# Can an integral that is a variable of itself be solved?

1. Oct 7, 2011

### kmarinas86

Under the assumption that the voltage is $V_f\left(1-e^{-\frac{t}{RC}}\right)$, where $V_f$ is the final voltage, how would I determine the relationship between current $I$ and time $t$?

$$I = \int_0^T \frac{V_f\left(1-e^{-\frac{t}{RC}}\right) - RI}{L} \,dt \,$$

$L$ the magnetic inductance, $R$ the resistance, and $C$ the capacitance, are constants.

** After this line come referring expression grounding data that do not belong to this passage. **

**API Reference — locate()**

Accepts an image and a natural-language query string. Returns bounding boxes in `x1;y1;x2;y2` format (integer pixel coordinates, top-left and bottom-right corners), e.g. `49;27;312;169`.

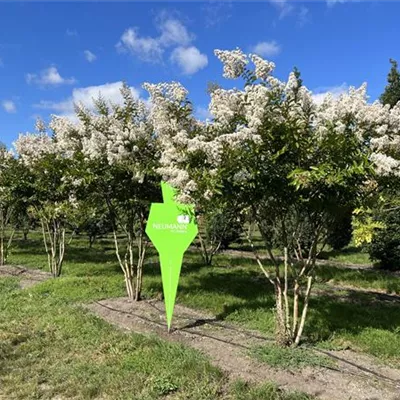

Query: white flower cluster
143;82;200;201
146;48;400;202
209;88;244;126
314;84;400;175
250;54;275;80
12;49;400;206
14;132;57;166
370;152;400;177
214;48;248;79
0;148;14;200
79;111;152;166
50;116;81;159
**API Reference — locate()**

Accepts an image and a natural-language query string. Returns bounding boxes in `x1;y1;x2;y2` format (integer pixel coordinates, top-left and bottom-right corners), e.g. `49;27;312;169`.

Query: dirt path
87;298;400;400
0;265;52;288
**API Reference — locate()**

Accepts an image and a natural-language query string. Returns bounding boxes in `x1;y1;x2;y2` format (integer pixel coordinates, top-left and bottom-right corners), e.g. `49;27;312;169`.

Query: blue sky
1;1;400;147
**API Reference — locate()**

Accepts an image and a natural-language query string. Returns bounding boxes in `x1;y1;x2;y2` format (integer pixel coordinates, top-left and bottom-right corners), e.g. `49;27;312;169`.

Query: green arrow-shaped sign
146;182;198;331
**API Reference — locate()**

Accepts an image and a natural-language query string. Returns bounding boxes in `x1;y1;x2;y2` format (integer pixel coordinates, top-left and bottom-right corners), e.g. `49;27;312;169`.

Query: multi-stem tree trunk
197;231;222;266
0;206;15;266
196;215;227;266
40;218;66;277
135;221;146;301
247;223;322;347
112;211;147;301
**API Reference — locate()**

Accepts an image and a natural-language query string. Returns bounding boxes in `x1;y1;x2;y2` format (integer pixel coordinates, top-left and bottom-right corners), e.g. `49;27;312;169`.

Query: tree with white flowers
0;145;29;265
14;121;82;277
65;84;161;300
0;145;14;265
145;48;400;346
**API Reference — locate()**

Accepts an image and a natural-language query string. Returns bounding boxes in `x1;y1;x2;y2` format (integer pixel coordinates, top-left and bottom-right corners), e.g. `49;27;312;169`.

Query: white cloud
195;106;212;121
270;1;310;27
158;18;193;47
170;46;208;75
116;16;194;63
26;66;76;87
84;50;97;63
251;41;281;58
311;83;348;105
202;2;233;27
297;6;310;27
2;100;16;113
269;0;294;19
326;0;347;6
34;82;141;119
116;28;164;63
66;29;78;37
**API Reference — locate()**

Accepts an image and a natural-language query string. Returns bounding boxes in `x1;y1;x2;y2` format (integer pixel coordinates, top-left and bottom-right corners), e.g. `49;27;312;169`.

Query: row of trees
1;51;400;346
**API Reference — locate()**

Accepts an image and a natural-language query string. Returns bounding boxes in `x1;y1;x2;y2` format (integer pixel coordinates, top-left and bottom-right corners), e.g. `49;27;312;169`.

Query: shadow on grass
306;293;400;342
315;265;400;294
318;246;368;262
12;239;47;255
148;264;400;345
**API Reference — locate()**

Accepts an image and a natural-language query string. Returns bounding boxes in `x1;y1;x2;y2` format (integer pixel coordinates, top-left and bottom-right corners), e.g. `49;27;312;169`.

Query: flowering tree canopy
8;48;400;341
145;48;400;345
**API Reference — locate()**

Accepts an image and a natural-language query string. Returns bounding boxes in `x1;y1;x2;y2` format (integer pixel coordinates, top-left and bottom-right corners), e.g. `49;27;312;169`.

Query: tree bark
41;218;65;277
294;275;313;346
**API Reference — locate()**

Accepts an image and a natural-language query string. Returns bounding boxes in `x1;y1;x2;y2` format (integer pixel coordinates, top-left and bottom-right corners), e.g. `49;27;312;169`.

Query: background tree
0;148;17;265
196;200;245;266
380;59;400;108
0;146;32;265
326;207;353;251
363;59;400;269
69;85;161;300
78;204;113;248
14;124;81;277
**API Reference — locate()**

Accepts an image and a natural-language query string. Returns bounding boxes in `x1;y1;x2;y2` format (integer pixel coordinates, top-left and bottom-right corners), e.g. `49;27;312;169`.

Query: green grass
0;278;224;399
230;381;312;400
251;345;334;370
315;264;400;294
1;235;311;400
2;231;400;398
317;245;371;265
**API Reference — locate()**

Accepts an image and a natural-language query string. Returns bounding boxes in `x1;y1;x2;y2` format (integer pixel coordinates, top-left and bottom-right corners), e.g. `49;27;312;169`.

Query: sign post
146;182;198;331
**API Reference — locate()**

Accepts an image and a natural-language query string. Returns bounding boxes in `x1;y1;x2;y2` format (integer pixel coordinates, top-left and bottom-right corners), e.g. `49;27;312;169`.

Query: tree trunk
0;207;13;266
112;227;139;301
0;235;4;266
0;208;4;266
294;275;313;346
198;231;211;265
89;235;95;248
275;283;290;346
135;222;146;301
124;267;135;301
247;225;317;347
41;218;65;278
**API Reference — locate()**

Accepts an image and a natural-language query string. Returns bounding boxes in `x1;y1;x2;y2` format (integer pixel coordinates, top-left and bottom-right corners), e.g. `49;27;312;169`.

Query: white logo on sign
177;215;190;224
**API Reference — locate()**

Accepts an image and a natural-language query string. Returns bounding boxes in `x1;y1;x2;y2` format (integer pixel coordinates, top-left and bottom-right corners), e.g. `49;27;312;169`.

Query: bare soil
0;264;52;288
87;298;400;400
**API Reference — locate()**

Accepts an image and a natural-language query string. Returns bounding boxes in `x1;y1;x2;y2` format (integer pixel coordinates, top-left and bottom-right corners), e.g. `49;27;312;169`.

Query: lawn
1;231;400;398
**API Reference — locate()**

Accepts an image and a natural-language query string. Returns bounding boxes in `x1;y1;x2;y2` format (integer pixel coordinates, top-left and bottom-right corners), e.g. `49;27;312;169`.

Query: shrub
326;208;353;251
205;210;243;250
369;210;400;270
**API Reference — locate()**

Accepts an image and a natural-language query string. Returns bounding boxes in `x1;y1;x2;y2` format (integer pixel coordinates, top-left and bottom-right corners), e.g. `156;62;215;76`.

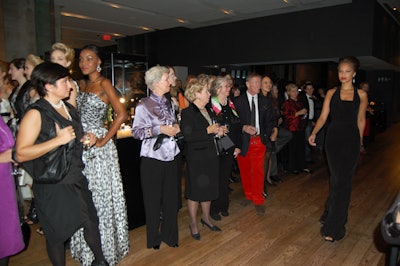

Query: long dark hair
31;62;70;97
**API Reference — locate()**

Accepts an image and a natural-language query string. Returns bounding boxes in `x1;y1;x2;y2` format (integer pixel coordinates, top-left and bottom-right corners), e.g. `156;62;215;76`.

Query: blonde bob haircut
25;54;43;67
210;76;229;97
144;65;169;91
286;82;298;93
185;78;208;103
51;43;75;67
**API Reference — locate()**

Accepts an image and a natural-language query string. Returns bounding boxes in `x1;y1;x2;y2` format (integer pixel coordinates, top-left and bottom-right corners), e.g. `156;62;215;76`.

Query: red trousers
237;136;266;205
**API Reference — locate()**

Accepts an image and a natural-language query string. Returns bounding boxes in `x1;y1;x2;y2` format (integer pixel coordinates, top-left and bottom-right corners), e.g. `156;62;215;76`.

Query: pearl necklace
50;100;72;121
50;100;64;109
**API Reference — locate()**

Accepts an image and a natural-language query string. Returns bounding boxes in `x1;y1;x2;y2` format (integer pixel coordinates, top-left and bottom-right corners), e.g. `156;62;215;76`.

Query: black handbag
21;101;74;184
216;135;235;154
381;192;400;245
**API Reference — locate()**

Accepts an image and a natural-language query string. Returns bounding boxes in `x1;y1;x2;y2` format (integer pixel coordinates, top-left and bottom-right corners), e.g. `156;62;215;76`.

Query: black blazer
233;93;276;156
180;103;218;159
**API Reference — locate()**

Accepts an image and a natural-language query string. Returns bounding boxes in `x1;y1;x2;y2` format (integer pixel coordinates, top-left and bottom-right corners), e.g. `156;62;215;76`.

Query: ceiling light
177;19;186;23
141;27;151;31
283;0;289;3
61;12;90;20
394;7;398;11
221;9;234;15
108;3;120;9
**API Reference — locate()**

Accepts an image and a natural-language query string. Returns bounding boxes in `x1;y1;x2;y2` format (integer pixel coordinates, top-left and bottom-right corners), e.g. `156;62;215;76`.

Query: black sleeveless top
27;99;86;184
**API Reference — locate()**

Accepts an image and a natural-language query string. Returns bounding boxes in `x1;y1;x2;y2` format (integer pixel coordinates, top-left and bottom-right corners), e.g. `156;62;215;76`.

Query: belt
250;134;260;138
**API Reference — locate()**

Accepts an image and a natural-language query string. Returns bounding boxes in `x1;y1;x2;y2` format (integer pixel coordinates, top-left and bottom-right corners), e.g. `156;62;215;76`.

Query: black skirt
33;177;98;244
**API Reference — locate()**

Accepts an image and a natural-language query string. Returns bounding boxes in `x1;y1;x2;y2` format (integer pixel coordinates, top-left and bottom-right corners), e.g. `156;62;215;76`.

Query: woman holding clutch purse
180;76;226;240
208;75;241;221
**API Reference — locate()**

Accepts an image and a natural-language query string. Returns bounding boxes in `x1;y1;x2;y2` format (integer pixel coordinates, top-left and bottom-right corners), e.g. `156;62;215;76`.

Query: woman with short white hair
132;65;181;250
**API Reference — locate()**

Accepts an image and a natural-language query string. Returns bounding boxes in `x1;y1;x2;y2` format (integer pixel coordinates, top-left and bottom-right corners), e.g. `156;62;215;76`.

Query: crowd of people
0;51;369;265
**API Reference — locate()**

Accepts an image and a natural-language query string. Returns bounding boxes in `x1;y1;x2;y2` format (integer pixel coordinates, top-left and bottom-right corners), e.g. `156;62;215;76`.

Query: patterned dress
70;93;129;266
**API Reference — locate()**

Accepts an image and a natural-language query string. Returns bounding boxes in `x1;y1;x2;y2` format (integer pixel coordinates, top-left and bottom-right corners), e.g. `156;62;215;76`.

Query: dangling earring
352;74;356;83
96;65;102;72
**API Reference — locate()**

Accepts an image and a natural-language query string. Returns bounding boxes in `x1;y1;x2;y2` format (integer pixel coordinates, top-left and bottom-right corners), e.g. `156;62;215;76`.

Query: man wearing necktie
302;82;316;163
233;73;276;216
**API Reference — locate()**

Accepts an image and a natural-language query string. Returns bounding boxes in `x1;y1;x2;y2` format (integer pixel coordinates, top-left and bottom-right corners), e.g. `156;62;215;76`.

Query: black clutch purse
216;135;235;154
153;133;185;151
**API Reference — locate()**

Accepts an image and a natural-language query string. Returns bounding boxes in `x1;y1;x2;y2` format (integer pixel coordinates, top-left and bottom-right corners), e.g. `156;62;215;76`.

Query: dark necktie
250;96;256;127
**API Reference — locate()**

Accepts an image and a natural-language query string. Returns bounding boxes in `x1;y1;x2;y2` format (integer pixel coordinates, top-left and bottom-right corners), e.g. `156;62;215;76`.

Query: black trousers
211;152;233;215
287;130;306;171
141;156;179;248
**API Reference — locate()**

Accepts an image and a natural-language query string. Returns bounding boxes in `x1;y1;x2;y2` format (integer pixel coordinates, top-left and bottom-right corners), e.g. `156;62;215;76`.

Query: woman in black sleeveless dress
308;56;368;242
15;62;108;265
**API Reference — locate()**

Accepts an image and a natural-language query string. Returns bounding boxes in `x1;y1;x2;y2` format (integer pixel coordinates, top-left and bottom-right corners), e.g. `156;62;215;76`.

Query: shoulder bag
21;101;75;184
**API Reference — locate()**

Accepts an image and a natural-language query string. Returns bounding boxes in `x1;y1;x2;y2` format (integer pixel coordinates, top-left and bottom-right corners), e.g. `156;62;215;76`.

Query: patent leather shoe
153;245;160;250
200;219;221;231
189;225;200;240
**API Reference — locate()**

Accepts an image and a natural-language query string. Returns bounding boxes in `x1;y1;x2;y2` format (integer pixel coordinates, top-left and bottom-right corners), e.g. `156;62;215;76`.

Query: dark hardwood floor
10;122;400;265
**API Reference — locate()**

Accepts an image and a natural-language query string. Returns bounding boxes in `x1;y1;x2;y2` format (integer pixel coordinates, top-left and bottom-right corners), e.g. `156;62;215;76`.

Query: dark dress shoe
221;211;229;217
91;260;110;266
211;213;222;221
292;170;300;175
201;219;222;231
302;168;311;173
265;176;277;186
171;244;179;248
153;244;160;250
189;225;200;240
262;191;268;198
270;175;282;183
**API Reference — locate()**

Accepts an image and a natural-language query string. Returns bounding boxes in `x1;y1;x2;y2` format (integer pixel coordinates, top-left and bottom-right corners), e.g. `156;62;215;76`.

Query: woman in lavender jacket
132;66;181;250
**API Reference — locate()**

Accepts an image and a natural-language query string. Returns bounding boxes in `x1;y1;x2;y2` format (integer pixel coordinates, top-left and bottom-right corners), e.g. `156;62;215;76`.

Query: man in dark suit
233;73;276;216
300;81;316;163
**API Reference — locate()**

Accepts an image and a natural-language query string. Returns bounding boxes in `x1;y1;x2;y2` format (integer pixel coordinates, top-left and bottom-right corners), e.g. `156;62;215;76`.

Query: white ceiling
54;0;400;70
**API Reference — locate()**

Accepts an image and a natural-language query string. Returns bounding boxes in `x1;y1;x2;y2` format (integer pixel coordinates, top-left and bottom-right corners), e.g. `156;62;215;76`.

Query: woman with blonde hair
24;54;43;103
0;61;13;123
181;77;225;240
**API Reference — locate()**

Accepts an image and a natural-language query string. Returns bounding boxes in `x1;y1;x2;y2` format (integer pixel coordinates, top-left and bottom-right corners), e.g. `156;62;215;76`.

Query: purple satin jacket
132;93;180;161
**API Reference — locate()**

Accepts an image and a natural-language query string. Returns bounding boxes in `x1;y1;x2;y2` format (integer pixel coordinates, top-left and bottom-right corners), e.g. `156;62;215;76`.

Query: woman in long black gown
309;56;368;242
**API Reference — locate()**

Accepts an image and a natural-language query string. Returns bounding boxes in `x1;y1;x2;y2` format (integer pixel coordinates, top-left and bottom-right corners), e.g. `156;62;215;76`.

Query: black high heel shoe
189;225;200;240
25;200;39;225
200;219;221;232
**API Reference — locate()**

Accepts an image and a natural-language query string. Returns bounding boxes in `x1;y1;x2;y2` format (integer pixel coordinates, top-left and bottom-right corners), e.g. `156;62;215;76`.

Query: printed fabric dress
70;92;129;266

How would I plot current $I$ as a function of time $t$? (The only variables here are $I$ and $t$.) Let's assume initial conditions of $I=0$ and $t=0$. My problem here is that the variable I am trying to calculate is a variable inside the integral that is used in deriving the variable itself! How are such problems handled? Any help is appreciated!

2. Oct 7, 2011

3. Oct 7, 2011

### SammyS

Staff Emeritus
So, I take it that you mean that $\displaystyle I(T\,) = \int_0^T \frac{V_f\left(1-e^{-\frac{t}{RC}}\right) - RI(t)}{L} \,dt\,.$

Differentiate both sides w.r.t T and solve for I'(T). See if you can integrate the result to get I(τ).

4. Dec 1, 2011

### Simon Bridge

OP has a related question in this other post.

note:
$I=\int RI.dt$ - differentiate both sides gives

$dI/I = R.dt$

... what was the problem?